Il avait raison : dans les années 50, les femmes représentaient moins de 5 % des candidats et 2 à 3 % de reçues aux concours. En 1962, 40 femmes se présentent, elles sont 45 en 1963, 52 en 1967. Il faut attendre les années 70 – 80 pour que les femmes atteignent 20 % des candidats, le pourcentage des reçues avoisinant les 12 %. L’actuel directeur de l’ENA, M. Le Bris, situe le tournant au milieu des années 70, l’Inspection des Finances et la carrière préfectorale s’ouvrant enfin aux femmes (1974 : nomination de la première femme préfet, l’année suivante première femme à l’Inspection des Finances).
Quant au principe général de non discrimination, il est inscrit dans la loi depuis le 10 juillet 1975. La loi du 13 juillet 1983 prévoit que la liste des corps où les dérogations sont admises est fixée par décret. Cette liste est désormais fort réduite : il n’y reste plus que les corps des attachés des maisons d’éducation de la Légion d’Honneur et celui des surveillants des services extérieurs de l’administration pénitentiaire. Ainsi, le corps des instituteurs a disparu de la liste en 1987, celui des professeurs d’éducation physique en 1988, les personnels de direction et personnels techniques de l’administration pénitentiaire en 1989, enfin les corps des fonctionnaires des services actifs de la police nationale (commissaires, commandants et officiers de paix, inspecteurs, enquêteurs, gradés et gardiens de la paix)8.
Les verrous institutionnels ayant été ainsi débloqués, on est tenté de penser que les femmes voient désormais toutes les possibilités ouvertes devant elles. Cependant, le poids des traditions administratives et des mentalités reste assez fort pour que l’on puisse évoquer cet invisible plafond qui arrête leur carrière à un certain niveau. Dès 1956, dans un article intitulé “ La femme et la fonction publique9 ” M.A. Brimo souhaitait “ rendre visible l’invisible ”. Il préconisait une enquête portant notamment sur les points suivants :

  • Quelle est la répartition des femmes fonctionnaires par ministère et par administration centrale ou locale ?

  • Quelle est la proportion des femmes aux différents stades de la hiérarchie administratives ?

  • Quels sont les emplois les plus recherchés par les femmes ?

  • Quels sont les emplois où elles trouvent le mieux à développer leurs aptitudes naturelles ?

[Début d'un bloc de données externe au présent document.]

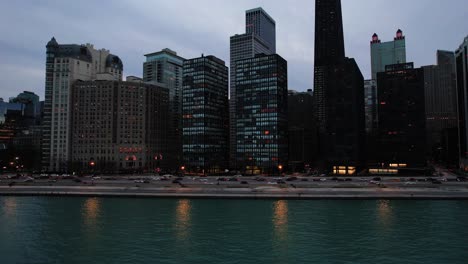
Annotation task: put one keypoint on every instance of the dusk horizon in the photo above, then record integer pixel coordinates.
(133, 29)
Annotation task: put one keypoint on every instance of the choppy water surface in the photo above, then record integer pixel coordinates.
(111, 230)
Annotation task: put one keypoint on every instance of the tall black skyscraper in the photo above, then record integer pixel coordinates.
(260, 38)
(339, 94)
(329, 40)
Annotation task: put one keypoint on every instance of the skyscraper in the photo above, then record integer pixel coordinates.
(302, 131)
(259, 23)
(261, 110)
(165, 68)
(205, 116)
(461, 55)
(402, 118)
(338, 93)
(370, 93)
(64, 65)
(387, 53)
(119, 126)
(441, 98)
(329, 40)
(260, 37)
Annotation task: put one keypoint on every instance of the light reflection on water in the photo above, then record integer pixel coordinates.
(183, 218)
(385, 213)
(280, 220)
(91, 211)
(9, 206)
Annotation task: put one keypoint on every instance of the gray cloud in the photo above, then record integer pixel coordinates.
(132, 28)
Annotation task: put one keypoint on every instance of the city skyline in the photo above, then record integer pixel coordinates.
(149, 27)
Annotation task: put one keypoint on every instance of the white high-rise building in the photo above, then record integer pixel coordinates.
(66, 64)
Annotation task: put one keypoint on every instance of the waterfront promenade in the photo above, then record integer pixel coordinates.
(248, 188)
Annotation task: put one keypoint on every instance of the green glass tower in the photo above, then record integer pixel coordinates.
(387, 53)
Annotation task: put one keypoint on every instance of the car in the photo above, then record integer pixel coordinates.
(29, 179)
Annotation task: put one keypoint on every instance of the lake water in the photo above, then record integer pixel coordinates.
(113, 230)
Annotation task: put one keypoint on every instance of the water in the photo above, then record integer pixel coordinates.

  • Quel est l’absentéisme par âge et par service chez les femmes fonctionnaires ?

  • Quel est le pourcentage des femmes qui abandonnent la fonction publique avant la retraite ou le décès ?

  • Quelle est l’origine sociale des femmes fonctionnaires ?

  • Quel est leur rôle dans le syndicalisme administratif ? 

Et il ajoutait “ Une enquête statistique bien conduite par des organismes disposant de moyens importants comme l’INSEE et la direction de la fonction publique nous permettrait d’enrichir nos connaissances sur ce vaste problème et l’administration pourrait en tirer un certain nombre de leçons pour l’orientation professionnelle, la politique de la fonction publique et la politique sociale en général ”.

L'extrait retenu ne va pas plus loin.